Quella di Kamala Harris è una storia che comincia con Shyamala Gopalan, una donna che nel 1958, a 19 anni, lasciò l’India per gli Stati Uniti e diventò una delle prime indiane a iscriversi all’università della California a Berkeley. Arrivò negli Stati Uniti in un’epoca in cui le leggi sull’immigrazione imponevano quote rigide agli ingressi dall’Asia.
Nel 1963 sposò Donald Harris, un dottorando di Berkeley proveniente dalla Giamaica. Ebbero due figlie, Kamala (che vuol dire “fior di loto” in sanscrito) e Maya.
Fin da ragazza Kamala ha cercato di tenere insieme l’attivismo progressista con l’ambizione di fare strada nel mondo della giustizia, riuscendoci.

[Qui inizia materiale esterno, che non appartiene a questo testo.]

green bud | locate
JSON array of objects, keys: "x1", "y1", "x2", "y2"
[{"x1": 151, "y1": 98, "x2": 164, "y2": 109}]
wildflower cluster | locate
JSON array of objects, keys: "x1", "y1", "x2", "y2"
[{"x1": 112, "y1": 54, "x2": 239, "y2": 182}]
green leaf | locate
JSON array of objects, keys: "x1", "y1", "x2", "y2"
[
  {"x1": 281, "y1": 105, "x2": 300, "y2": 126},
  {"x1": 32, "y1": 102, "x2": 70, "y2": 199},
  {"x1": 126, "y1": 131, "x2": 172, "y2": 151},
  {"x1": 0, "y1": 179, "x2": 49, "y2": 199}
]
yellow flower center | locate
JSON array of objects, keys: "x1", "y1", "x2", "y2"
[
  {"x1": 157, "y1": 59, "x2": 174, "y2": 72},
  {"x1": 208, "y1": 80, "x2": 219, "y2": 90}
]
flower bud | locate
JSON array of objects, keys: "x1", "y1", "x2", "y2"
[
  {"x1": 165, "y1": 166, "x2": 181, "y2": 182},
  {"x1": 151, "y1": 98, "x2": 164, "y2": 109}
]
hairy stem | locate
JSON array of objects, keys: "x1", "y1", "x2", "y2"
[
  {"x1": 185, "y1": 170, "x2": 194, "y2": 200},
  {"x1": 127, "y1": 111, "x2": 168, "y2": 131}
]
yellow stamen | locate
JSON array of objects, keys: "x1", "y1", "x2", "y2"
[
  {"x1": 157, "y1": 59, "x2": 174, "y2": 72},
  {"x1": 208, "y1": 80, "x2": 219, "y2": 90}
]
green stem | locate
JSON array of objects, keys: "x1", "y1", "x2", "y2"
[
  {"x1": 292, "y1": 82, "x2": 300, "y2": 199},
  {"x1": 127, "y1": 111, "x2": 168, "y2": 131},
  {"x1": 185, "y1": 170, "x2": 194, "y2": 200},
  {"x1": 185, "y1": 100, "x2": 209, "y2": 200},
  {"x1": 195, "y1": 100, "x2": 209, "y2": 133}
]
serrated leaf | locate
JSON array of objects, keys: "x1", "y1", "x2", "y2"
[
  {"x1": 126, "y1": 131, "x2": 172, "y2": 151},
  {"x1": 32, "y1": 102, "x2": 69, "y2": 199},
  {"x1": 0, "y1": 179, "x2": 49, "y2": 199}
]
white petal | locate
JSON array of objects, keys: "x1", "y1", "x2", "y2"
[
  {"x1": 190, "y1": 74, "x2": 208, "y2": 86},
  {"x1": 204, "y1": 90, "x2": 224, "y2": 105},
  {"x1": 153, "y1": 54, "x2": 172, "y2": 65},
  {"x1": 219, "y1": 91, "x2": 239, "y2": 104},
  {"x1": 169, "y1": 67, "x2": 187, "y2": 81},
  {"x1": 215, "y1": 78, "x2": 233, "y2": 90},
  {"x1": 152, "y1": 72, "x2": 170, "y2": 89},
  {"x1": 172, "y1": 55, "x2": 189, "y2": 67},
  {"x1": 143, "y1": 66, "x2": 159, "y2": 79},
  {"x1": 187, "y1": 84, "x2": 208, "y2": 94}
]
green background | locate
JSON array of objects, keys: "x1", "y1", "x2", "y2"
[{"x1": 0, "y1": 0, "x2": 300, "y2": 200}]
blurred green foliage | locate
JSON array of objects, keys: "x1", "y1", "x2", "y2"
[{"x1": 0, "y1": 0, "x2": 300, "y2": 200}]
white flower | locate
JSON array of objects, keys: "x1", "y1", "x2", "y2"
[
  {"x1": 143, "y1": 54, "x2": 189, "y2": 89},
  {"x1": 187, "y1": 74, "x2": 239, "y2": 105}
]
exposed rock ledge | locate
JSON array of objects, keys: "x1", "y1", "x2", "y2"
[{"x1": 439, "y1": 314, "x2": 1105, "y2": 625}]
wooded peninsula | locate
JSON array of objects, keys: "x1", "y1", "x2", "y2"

Harris è stata poi eletta in Senato nel 2016, nella stessa tornata elettorale in cui Donald Trump è diventato presidente, e ci è rimasta fino al 2021, quando è entrata in carica come vicepresidente.
Ma le sue scelte politiche sono state interpretate soprattutto sulla base di due incarichi precedenti, come procuratrice di San Francisco tra il 2004 e il 2011 e, poi, come procuratrice generale della California tra il 2011 e il 2016 (il procuratore generale è il responsabile dell’applicazione della legge in uno stato, ed è eletto dai cittadini ogni quattro anni).
Ad Harris sono state rinfacciate alcune scelte e posizioni assunte in quel periodo. Da procuratrice distrettuale di San Francisco si era vantata di aver portato in tre anni la percentuale di condanne dal 53 per cento al 67 per cento, il dato più alto del decennio.
Come procuratrice generale della California si era opposta alla scarcerazione anticipata dei detenuti condannati per crimini non violenti, sostenendo che gli istituti carcerari rischiavano di perdere “un’importante fonte di manodopera”.
Allo stesso tempo come procuratrice Harris ha sostenuto più volte le rivendicazioni dei lavoratori, durante la crisi finanziaria ha difeso le persone che rischiavano un pignoramento e ha appoggiato l’aumento del salario minimo a 15 dollari all’ora.
E, poi, ci sono le battaglie che Harris ha portato avanti nell’ultima parte del suo mandato di vicepresidente, a favore dei diritti della comunità lgbt+ e soprattutto in difesa dell’aborto.
Per i democratici la sfida sarà, per dirla con le parole di Dan Pfeiffer, direttore della comunicazione della Casa Bianca durante l’amministrazione Obama, “definire rapidamente il profilo politico di Harris prima che lo facciano i repubblicani”.
Secondo il giornalista John Hendrickson, “Harris sta ancora cercando di capire la sua personalità politica e non è magnetica sul palco; forse non sarà mai una ‘rockstar’ della politica come Barack Obama e Bill Clinton. Ma sembra molto più convincente e competente di Trump, e di Biden”.